In 2002, almost a quarter century after his death Elvis Presley was #1 again in Great Britain. A remix of his "A Little Less Conversation" by a Dutch disc jockey won top spot for the week among UK singles.
In 2003, the first episode of "The Dead Zone" aired on the USA Cable Network. The sci-fi series was filmed (for the first five years) in Vancouver.
In 2004, Bob Dylan was announced by Scotland's University of St. Andrews as recipient of an honorary doctor of music degree at its summer graduation ceremony the following week.
In 2005, the CRTC authorized the XM & Sirius satellite subscription-based radio/music services for Canadian consumers. CHUM was also okayed for an (arguably superior) terrestrial-based offering, but decided not to proceed because its business model was based on only one competitor.
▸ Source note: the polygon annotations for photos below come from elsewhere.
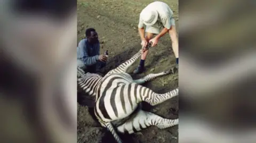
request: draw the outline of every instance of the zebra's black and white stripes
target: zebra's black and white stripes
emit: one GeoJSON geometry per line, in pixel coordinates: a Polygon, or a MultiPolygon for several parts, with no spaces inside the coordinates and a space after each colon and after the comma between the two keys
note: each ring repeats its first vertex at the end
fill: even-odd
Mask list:
{"type": "Polygon", "coordinates": [[[164,119],[138,110],[143,101],[155,105],[177,96],[179,92],[178,88],[176,88],[159,94],[140,85],[156,77],[169,74],[172,72],[171,70],[150,74],[137,80],[133,80],[130,75],[125,73],[141,55],[141,50],[103,77],[87,73],[78,79],[78,85],[87,94],[96,96],[95,115],[101,125],[111,132],[118,143],[122,141],[117,131],[132,133],[150,125],[164,129],[178,124],[178,119],[164,119]],[[122,123],[116,126],[113,124],[120,121],[122,123]]]}

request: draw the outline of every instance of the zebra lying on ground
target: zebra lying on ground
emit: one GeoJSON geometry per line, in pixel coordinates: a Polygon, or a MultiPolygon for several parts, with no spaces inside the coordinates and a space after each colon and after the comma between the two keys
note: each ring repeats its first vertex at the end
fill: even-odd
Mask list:
{"type": "MultiPolygon", "coordinates": [[[[141,55],[141,49],[129,60],[110,71],[103,77],[95,73],[87,73],[78,79],[78,85],[89,96],[95,96],[94,114],[101,125],[109,130],[118,143],[122,141],[120,133],[132,133],[150,125],[165,129],[178,124],[179,119],[164,119],[152,113],[142,111],[141,103],[154,106],[178,96],[176,88],[163,94],[154,92],[140,85],[156,77],[170,74],[171,70],[149,75],[133,80],[126,73],[141,55]]],[[[79,72],[79,71],[78,71],[79,72]]]]}

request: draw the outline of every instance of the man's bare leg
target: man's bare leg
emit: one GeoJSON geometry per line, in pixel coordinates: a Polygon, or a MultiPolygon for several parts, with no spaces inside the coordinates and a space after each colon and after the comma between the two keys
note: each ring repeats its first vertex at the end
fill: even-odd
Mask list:
{"type": "MultiPolygon", "coordinates": [[[[153,36],[154,36],[153,33],[146,32],[145,38],[148,41],[148,43],[151,39],[153,38],[153,36]]],[[[144,63],[145,62],[145,60],[147,57],[147,55],[148,55],[148,49],[143,52],[142,54],[141,55],[141,58],[140,60],[140,64],[139,66],[133,71],[133,73],[139,74],[143,72],[144,69],[144,63]]]]}
{"type": "Polygon", "coordinates": [[[169,31],[171,40],[172,41],[172,47],[173,53],[174,53],[175,57],[176,57],[176,62],[179,64],[179,40],[178,38],[176,28],[174,26],[172,26],[169,31]]]}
in 2006, the Rolling Stones were confirmed as the most powerful Rock act in the world, according to Forbes magazine's Celebrity 100 list. The band sat at #2 behind actor Tom Cruise, on the survey, which rates stars on their earnings and media visibility during the past year.
In 2007, character actor Arthur Franz (below), often featured as a friendly small-town businessman or professional in scores of 1950's B movies and 25 years of TV shows, succumbed to his emphysema and heart disease at age 86.
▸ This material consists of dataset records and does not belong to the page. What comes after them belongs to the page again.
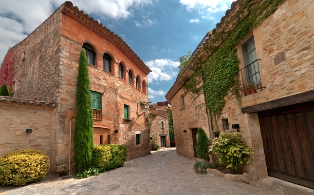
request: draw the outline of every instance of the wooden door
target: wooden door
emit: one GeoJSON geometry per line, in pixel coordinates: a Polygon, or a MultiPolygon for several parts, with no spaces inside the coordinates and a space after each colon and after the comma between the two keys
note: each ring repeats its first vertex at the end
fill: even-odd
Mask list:
{"type": "Polygon", "coordinates": [[[166,147],[166,136],[160,136],[160,145],[161,147],[166,147]]]}
{"type": "Polygon", "coordinates": [[[314,104],[259,114],[268,175],[314,189],[314,104]]]}
{"type": "Polygon", "coordinates": [[[200,158],[199,154],[196,152],[196,146],[197,143],[197,138],[198,136],[198,131],[197,129],[192,129],[192,138],[193,139],[193,150],[194,152],[194,157],[196,158],[200,158]]]}

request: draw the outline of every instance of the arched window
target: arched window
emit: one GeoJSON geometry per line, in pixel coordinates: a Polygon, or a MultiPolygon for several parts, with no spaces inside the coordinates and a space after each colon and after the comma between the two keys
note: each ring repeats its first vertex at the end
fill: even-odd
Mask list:
{"type": "Polygon", "coordinates": [[[129,83],[133,85],[133,75],[131,70],[129,70],[129,83]]]}
{"type": "Polygon", "coordinates": [[[124,68],[121,63],[119,64],[119,77],[124,79],[124,68]]]}
{"type": "Polygon", "coordinates": [[[143,92],[146,94],[147,94],[147,85],[146,84],[146,81],[145,80],[143,80],[143,84],[142,84],[142,88],[143,92]]]}
{"type": "Polygon", "coordinates": [[[105,54],[103,57],[103,68],[106,71],[111,72],[111,60],[112,59],[109,55],[105,54]]]}
{"type": "Polygon", "coordinates": [[[85,49],[88,63],[93,66],[95,66],[96,53],[95,53],[95,50],[93,49],[92,47],[87,43],[83,44],[83,48],[85,49]]]}
{"type": "Polygon", "coordinates": [[[136,88],[140,89],[140,79],[138,78],[138,76],[136,77],[136,88]]]}

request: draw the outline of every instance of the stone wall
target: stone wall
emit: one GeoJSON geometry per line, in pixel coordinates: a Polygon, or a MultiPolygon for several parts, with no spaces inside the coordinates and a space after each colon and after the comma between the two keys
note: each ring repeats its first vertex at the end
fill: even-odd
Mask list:
{"type": "Polygon", "coordinates": [[[25,149],[46,152],[50,158],[51,115],[49,106],[18,104],[0,101],[0,157],[25,149]],[[32,129],[27,133],[26,129],[32,129]]]}
{"type": "Polygon", "coordinates": [[[161,136],[166,136],[166,147],[170,147],[170,135],[169,134],[169,123],[168,118],[159,114],[158,113],[150,113],[151,126],[150,126],[150,137],[153,140],[150,140],[150,143],[152,143],[153,139],[157,138],[157,143],[161,147],[161,136]],[[161,121],[164,122],[164,127],[161,127],[161,121]]]}
{"type": "Polygon", "coordinates": [[[177,153],[184,156],[192,158],[194,157],[192,129],[202,127],[208,137],[213,137],[213,133],[209,134],[210,123],[206,114],[205,107],[196,108],[198,105],[204,103],[203,96],[200,96],[195,102],[189,98],[190,94],[184,95],[185,106],[182,106],[181,97],[184,96],[181,89],[171,99],[172,107],[173,129],[176,138],[177,153]],[[186,130],[186,133],[184,133],[186,130]]]}

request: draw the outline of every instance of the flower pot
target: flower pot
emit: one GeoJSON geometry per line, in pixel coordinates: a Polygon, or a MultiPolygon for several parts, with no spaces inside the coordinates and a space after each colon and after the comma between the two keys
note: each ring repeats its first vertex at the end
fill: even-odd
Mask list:
{"type": "Polygon", "coordinates": [[[246,94],[247,96],[248,96],[248,95],[249,95],[252,94],[251,93],[251,89],[247,89],[247,90],[246,90],[244,91],[244,93],[245,93],[245,94],[246,94]]]}
{"type": "Polygon", "coordinates": [[[253,87],[253,88],[252,88],[250,89],[250,91],[251,93],[252,94],[255,94],[255,93],[256,93],[256,90],[255,90],[255,88],[254,88],[254,87],[253,87]]]}

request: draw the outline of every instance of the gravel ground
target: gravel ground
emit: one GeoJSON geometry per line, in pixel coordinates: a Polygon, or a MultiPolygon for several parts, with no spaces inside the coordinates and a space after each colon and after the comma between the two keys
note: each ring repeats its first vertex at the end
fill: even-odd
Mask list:
{"type": "MultiPolygon", "coordinates": [[[[314,191],[297,185],[303,191],[280,187],[280,184],[274,185],[267,178],[266,182],[249,181],[247,184],[196,174],[193,164],[193,160],[177,155],[175,148],[165,148],[98,176],[78,180],[51,178],[22,187],[0,186],[0,195],[314,194],[314,191]]],[[[282,181],[270,178],[275,183],[282,181]]]]}

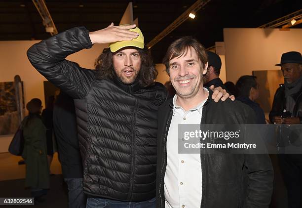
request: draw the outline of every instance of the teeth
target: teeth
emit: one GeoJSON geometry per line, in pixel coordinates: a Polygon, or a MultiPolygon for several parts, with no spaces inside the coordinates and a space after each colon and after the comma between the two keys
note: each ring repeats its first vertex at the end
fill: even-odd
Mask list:
{"type": "Polygon", "coordinates": [[[186,83],[189,83],[190,82],[191,82],[192,80],[183,80],[181,81],[178,81],[179,82],[179,83],[180,83],[181,84],[185,84],[186,83]]]}

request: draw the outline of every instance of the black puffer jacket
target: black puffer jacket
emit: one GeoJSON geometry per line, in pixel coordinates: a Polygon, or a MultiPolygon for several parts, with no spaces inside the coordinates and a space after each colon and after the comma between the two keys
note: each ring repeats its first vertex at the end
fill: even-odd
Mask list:
{"type": "Polygon", "coordinates": [[[92,44],[75,28],[35,44],[28,58],[47,80],[75,99],[86,194],[124,201],[155,195],[157,111],[163,85],[143,88],[96,78],[65,59],[92,44]]]}

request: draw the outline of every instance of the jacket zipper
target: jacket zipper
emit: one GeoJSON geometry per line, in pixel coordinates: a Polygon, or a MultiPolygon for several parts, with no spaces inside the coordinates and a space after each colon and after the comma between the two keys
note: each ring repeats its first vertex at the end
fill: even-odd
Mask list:
{"type": "Polygon", "coordinates": [[[165,131],[165,134],[164,135],[164,136],[163,137],[163,166],[161,167],[161,170],[160,170],[160,179],[159,180],[159,198],[160,198],[160,208],[161,208],[162,207],[162,197],[161,197],[161,192],[160,191],[161,188],[161,183],[162,181],[162,171],[164,169],[164,167],[165,167],[165,166],[166,166],[166,157],[167,156],[167,150],[166,150],[166,143],[167,142],[167,129],[168,129],[168,124],[169,123],[169,120],[172,119],[172,117],[171,117],[171,115],[173,113],[173,111],[171,111],[170,113],[170,114],[169,115],[169,119],[168,119],[168,121],[167,122],[167,124],[166,125],[166,130],[165,131]]]}
{"type": "Polygon", "coordinates": [[[132,191],[133,191],[133,178],[134,178],[134,165],[135,160],[135,122],[136,121],[136,112],[137,111],[137,107],[138,106],[138,99],[135,99],[135,104],[134,107],[134,111],[133,112],[133,120],[131,124],[131,131],[132,133],[132,152],[131,155],[131,173],[130,174],[130,187],[129,189],[129,194],[128,194],[128,199],[130,200],[132,195],[132,191]]]}

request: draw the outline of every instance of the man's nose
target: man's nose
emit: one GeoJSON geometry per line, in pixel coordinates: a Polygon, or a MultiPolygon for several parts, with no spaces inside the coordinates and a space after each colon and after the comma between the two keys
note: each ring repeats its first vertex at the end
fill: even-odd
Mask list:
{"type": "Polygon", "coordinates": [[[124,65],[127,66],[132,66],[132,60],[130,56],[127,56],[126,59],[125,60],[125,62],[124,63],[124,65]]]}
{"type": "Polygon", "coordinates": [[[188,71],[185,66],[182,66],[179,70],[179,76],[181,77],[185,77],[188,74],[188,71]]]}

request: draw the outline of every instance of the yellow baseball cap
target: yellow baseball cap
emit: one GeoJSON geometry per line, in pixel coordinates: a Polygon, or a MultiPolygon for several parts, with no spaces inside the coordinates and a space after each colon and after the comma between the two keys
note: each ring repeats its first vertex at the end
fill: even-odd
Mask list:
{"type": "Polygon", "coordinates": [[[111,52],[114,53],[121,48],[127,46],[134,46],[139,48],[144,48],[145,47],[145,44],[144,44],[144,36],[141,30],[140,30],[139,28],[136,27],[134,29],[130,29],[129,30],[138,33],[139,35],[137,38],[133,39],[132,41],[118,41],[110,43],[109,47],[110,47],[111,52]]]}

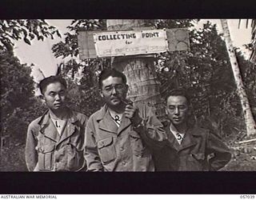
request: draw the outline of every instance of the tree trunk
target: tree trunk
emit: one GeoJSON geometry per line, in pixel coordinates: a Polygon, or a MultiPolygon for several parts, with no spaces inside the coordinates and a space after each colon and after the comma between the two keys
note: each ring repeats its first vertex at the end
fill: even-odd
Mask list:
{"type": "MultiPolygon", "coordinates": [[[[145,20],[118,19],[107,20],[108,30],[145,29],[145,20]]],[[[153,108],[158,117],[163,117],[161,109],[160,82],[154,70],[154,58],[152,54],[116,57],[112,67],[122,71],[127,78],[129,90],[127,98],[135,104],[146,104],[153,108]]]]}
{"type": "Polygon", "coordinates": [[[224,39],[226,46],[228,50],[232,71],[234,77],[234,81],[237,85],[238,94],[240,98],[242,109],[244,114],[245,123],[246,126],[247,136],[256,134],[255,122],[250,107],[248,98],[245,91],[245,87],[242,83],[242,77],[238,63],[237,62],[235,52],[232,45],[230,30],[226,19],[221,19],[222,26],[224,33],[224,39]]]}

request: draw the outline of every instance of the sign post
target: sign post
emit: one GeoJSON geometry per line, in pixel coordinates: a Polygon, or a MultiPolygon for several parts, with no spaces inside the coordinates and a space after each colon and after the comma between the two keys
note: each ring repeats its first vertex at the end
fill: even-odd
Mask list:
{"type": "Polygon", "coordinates": [[[164,114],[154,54],[189,50],[189,32],[184,28],[153,30],[145,27],[144,21],[107,20],[107,31],[78,32],[79,56],[81,59],[110,57],[112,67],[127,77],[127,98],[135,104],[153,107],[161,118],[164,114]]]}

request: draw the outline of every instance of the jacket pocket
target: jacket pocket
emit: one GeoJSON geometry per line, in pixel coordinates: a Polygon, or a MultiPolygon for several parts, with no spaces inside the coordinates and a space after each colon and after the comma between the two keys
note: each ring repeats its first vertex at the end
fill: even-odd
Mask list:
{"type": "Polygon", "coordinates": [[[98,154],[104,164],[109,163],[116,158],[113,137],[109,137],[98,142],[98,154]]]}
{"type": "Polygon", "coordinates": [[[187,170],[192,171],[204,170],[205,154],[191,153],[188,158],[187,170]]]}
{"type": "Polygon", "coordinates": [[[78,170],[84,164],[83,150],[78,150],[72,144],[67,144],[66,146],[66,152],[67,156],[67,170],[78,170]]]}
{"type": "Polygon", "coordinates": [[[54,169],[54,145],[44,145],[38,148],[38,170],[52,170],[54,169]]]}
{"type": "Polygon", "coordinates": [[[134,154],[142,157],[145,152],[145,146],[139,134],[136,131],[130,132],[130,142],[134,154]]]}

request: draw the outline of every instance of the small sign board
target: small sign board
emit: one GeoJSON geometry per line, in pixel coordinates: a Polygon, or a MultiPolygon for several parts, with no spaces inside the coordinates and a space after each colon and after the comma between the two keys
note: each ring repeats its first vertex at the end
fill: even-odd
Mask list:
{"type": "Polygon", "coordinates": [[[102,32],[94,34],[98,57],[155,54],[168,50],[163,30],[102,32]]]}
{"type": "Polygon", "coordinates": [[[80,31],[78,47],[81,59],[97,57],[158,54],[188,50],[186,29],[122,31],[80,31]]]}

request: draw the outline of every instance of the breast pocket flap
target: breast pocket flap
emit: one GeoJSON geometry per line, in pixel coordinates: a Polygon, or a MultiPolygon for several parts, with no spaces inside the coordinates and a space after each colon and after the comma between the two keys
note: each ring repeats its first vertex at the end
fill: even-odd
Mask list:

In 2008, Coldplay kicked off their Viva la Vida, 161-date world tour with a free show at the Brixton Academy in London.
In 2009, vinyl was making a comeback. From the Capitol Vaults three early Red Hot Chili Peppers albums – "Freaky Styley," "Mother's Milk" and "The Uplift Mofo Party Plan" -- were reissued on 180-gram vinyl.
Actor Bill Cobbs (I'll Fly Away, The Others, Drew Carey Show) is 78.
Country-rock singer Billy (Crash) Craddock is 73.
Songwriter Lamont Dozier is 71.
R&B singer Eddie Levert of the O'Jays is 70.
Actress Joan Van Ark (Knots Landing, Dallas, The Young & the Restless) is 69.
Singer/songwriter Ian Matthews (Shake It, Woodstock) is 66.
Actor Geoffrey Pierson (Ryan's Hope) is 63.
Singer James Smith of The Stylistics is 62.
Montreal-born singer Gino Vanelli is 60.
Actress Valerie Mahaffey (United States Of Tara, Desperate Housewives) is 59.
Actress Laurie Metcalf (Roseanne, Easy Money, Big Bang Theory, The Norm Show) is 57.
Actor Ian Buchanan (All My Children, Bold & the Beautiful, Twin Peaks) is 56.
Pop singer Sade is 53.
Model-actress Jenny Shimizu (Make Me a Supermodel) is 45.
Actor James Patrick Stuart (All My Children, 90210, Andy Richter Controls the Universe) is 44.
Actor John Cho (Flash Forward, Kitchen Confidential, Off Centre) is 40.
Actor Eddie Cibrian (CSI: Miami, Third Watch) is 39.
Actor Frederick Koehler (Kate & Allie, All My Children, Pepper Dennis) is 37.
Actress China Shavers (Boston Public, ER, Sabrina the Teenage Witch) is 35.